Mario
Mario

Reputation: 660

Ember tagless component innerhtml

I have a tagless component in Ember and want to have the innerHtml (this.element) on a lifecycle hook (for example the didRender). When I use this.element the value is always null. When I add a tagname to the component (tagName: 'div') I have the innerHtml of the component with this.element, but can I get the innerHtml without setting the tagName?

Upvotes: 5

Views: 1362

Answers (2)

Ed4
Ed4

Reputation: 2305

this.element does not give you innerHTML, it gives you a real HTML Element. A tagless component, by definition, doesn't have any Element of its own. So this.element is necessarily null.

The biggest reason we haven't added an equivalent property for retrieving a Range (which is what you'd need to represent a tagless component's area of the DOM) is that unlike this.element, the Range could change through the lifetime of the component. Making it fully observable would be expensive, and leaving it not-observable would make it really easy to create bugs.

Most of the common use cases are covered by what Gaurav suggested: explicitly labeling the elements you really want to find and accessing them via querySelector or querySelectorAll.

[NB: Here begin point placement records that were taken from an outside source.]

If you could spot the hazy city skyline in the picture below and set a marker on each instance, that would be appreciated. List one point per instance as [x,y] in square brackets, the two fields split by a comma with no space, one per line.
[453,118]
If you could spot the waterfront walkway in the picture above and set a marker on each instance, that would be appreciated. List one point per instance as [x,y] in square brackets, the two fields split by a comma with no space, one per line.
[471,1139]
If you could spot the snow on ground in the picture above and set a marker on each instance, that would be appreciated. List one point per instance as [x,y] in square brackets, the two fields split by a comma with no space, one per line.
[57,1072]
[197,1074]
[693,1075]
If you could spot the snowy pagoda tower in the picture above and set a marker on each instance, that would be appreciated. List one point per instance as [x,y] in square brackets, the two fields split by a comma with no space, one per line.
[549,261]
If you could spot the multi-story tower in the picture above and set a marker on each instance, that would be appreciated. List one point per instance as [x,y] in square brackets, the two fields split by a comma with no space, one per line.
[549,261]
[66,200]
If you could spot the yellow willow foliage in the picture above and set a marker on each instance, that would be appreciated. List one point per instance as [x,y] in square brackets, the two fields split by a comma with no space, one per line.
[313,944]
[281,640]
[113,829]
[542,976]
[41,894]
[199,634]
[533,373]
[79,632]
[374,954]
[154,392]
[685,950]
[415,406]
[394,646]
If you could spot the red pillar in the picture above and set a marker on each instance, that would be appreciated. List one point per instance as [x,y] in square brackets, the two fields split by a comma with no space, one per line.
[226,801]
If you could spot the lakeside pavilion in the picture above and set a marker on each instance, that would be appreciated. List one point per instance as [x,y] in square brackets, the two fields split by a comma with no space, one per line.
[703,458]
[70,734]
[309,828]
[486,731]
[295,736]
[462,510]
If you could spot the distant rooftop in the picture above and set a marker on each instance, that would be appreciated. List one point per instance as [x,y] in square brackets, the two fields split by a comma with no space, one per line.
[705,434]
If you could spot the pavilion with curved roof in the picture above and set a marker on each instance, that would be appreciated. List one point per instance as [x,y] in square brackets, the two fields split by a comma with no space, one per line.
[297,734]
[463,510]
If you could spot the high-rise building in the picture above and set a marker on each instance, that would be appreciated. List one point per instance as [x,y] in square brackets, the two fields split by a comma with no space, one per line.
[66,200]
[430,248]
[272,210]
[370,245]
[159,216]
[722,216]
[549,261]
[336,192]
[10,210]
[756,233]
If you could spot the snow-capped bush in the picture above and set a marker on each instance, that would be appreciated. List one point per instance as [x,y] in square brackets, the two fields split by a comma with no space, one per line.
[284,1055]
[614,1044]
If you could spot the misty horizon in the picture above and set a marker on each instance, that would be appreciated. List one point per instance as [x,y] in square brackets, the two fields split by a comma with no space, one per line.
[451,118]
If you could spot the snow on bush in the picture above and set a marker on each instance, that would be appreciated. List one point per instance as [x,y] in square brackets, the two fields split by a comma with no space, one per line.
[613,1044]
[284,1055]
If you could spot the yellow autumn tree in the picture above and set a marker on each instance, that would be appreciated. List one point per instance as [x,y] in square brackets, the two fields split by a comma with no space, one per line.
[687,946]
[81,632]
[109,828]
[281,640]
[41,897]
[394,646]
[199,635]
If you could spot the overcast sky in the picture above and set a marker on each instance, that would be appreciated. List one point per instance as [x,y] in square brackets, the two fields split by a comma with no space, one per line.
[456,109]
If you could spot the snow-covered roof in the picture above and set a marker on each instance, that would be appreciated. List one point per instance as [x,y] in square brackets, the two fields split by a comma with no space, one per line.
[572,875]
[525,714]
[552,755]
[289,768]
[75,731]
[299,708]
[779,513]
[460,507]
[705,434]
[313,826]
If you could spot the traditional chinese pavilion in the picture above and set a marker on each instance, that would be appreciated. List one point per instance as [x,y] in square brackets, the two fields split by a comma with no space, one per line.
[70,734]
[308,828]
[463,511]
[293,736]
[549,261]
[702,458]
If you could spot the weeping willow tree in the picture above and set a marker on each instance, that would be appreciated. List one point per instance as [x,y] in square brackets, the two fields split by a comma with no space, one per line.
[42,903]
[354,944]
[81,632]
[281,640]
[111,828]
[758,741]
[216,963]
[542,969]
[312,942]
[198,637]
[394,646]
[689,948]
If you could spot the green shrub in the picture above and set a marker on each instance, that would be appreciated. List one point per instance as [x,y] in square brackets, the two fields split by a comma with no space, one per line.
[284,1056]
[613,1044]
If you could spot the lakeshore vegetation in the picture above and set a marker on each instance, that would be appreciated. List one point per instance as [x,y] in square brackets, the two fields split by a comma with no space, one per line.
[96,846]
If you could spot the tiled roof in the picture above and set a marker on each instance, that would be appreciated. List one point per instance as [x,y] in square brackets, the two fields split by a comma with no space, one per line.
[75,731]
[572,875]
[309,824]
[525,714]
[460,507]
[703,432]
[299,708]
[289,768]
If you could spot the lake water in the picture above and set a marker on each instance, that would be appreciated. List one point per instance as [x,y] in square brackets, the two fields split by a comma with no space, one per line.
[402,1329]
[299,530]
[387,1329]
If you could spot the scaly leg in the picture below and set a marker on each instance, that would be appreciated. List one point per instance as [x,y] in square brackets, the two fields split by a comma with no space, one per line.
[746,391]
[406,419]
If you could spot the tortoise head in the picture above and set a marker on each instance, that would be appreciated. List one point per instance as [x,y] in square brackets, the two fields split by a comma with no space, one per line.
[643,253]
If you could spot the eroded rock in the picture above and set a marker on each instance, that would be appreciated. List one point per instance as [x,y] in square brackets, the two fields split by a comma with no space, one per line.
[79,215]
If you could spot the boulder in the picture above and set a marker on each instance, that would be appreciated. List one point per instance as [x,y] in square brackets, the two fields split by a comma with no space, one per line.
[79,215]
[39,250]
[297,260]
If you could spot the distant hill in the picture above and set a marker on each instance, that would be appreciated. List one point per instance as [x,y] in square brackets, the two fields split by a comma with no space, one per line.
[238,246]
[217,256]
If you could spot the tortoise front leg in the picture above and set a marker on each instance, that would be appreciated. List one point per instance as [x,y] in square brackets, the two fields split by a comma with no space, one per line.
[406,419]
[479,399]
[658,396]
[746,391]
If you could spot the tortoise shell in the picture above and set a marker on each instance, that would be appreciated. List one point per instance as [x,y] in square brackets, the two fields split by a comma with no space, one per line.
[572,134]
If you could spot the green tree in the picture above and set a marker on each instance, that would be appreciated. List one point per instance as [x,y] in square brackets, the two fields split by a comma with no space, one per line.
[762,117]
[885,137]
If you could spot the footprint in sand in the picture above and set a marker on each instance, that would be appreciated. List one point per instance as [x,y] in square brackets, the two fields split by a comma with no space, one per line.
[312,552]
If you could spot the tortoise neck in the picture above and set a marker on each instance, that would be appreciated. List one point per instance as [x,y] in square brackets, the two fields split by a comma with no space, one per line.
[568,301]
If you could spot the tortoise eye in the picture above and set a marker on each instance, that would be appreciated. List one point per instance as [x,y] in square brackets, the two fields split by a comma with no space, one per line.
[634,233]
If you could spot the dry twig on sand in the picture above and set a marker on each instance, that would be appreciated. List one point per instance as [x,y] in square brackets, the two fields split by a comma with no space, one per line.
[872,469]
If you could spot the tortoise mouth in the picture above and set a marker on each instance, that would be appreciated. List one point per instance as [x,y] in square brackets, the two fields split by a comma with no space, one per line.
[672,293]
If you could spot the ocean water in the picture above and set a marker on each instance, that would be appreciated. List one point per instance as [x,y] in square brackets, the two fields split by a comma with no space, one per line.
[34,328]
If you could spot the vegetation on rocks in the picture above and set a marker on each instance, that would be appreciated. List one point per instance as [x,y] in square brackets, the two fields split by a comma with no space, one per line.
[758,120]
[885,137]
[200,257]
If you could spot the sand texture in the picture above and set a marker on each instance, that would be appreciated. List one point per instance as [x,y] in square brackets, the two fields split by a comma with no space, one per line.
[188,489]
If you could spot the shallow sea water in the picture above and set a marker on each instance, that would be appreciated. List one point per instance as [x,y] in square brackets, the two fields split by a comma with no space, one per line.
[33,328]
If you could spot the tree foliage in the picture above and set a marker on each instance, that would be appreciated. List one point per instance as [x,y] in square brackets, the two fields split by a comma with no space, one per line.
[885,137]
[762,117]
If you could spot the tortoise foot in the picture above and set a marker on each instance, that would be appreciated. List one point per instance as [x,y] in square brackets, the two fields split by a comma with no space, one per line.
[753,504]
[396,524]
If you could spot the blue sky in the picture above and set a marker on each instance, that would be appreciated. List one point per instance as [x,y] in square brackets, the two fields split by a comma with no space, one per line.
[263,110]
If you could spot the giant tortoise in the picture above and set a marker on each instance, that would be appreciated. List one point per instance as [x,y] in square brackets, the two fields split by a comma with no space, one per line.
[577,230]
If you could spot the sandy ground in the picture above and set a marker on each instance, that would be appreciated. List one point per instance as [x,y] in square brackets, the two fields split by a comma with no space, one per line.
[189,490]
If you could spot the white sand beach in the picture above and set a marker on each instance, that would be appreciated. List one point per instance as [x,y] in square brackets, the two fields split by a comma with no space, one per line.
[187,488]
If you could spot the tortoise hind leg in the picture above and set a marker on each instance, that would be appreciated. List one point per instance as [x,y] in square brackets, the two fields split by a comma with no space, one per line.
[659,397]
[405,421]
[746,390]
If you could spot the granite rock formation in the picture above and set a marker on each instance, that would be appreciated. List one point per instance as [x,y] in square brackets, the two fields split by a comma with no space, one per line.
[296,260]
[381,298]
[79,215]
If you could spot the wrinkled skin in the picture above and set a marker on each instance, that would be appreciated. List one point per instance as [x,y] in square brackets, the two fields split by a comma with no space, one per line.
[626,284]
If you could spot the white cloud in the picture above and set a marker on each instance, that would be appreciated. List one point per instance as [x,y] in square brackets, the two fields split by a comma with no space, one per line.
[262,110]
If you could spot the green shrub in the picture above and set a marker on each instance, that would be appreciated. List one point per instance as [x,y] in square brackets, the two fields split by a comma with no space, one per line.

If you're doing something really fancy, and you understand that it's only a snapshot that can go stale, the escape hatch is Ember.ViewUtils.getViewBounds. It's not marked public, but it is depended on by official projects like Ember Inspector, so we absolutely would not break it without warning. Like any heavily-used non-public API, we would issue a deprecation warning and wait a full LTS cycle.

In the case of Ember.ViewUtils.getViewBounds, a strong case can be made for just marking it public, and if somebody writes an RFC to that effect I think we can get consensus on that.

Upvotes: 9

Gaurav
Gaurav

Reputation: 12796

Yes, this is broken. See https://github.com/emberjs/ember.js/issues/13627 for more details.

A workaround has been posted here: https://github.com/emberjs/rfcs/issues/168 However, it uses private apis and may break in future versions without warning.

My recommendation is to either use an element via tagName so this.element exists, or to place a class on the component's parent element so that you can use document.querySelector('.class-name').innerHTML -- but this requires that the parent element be known.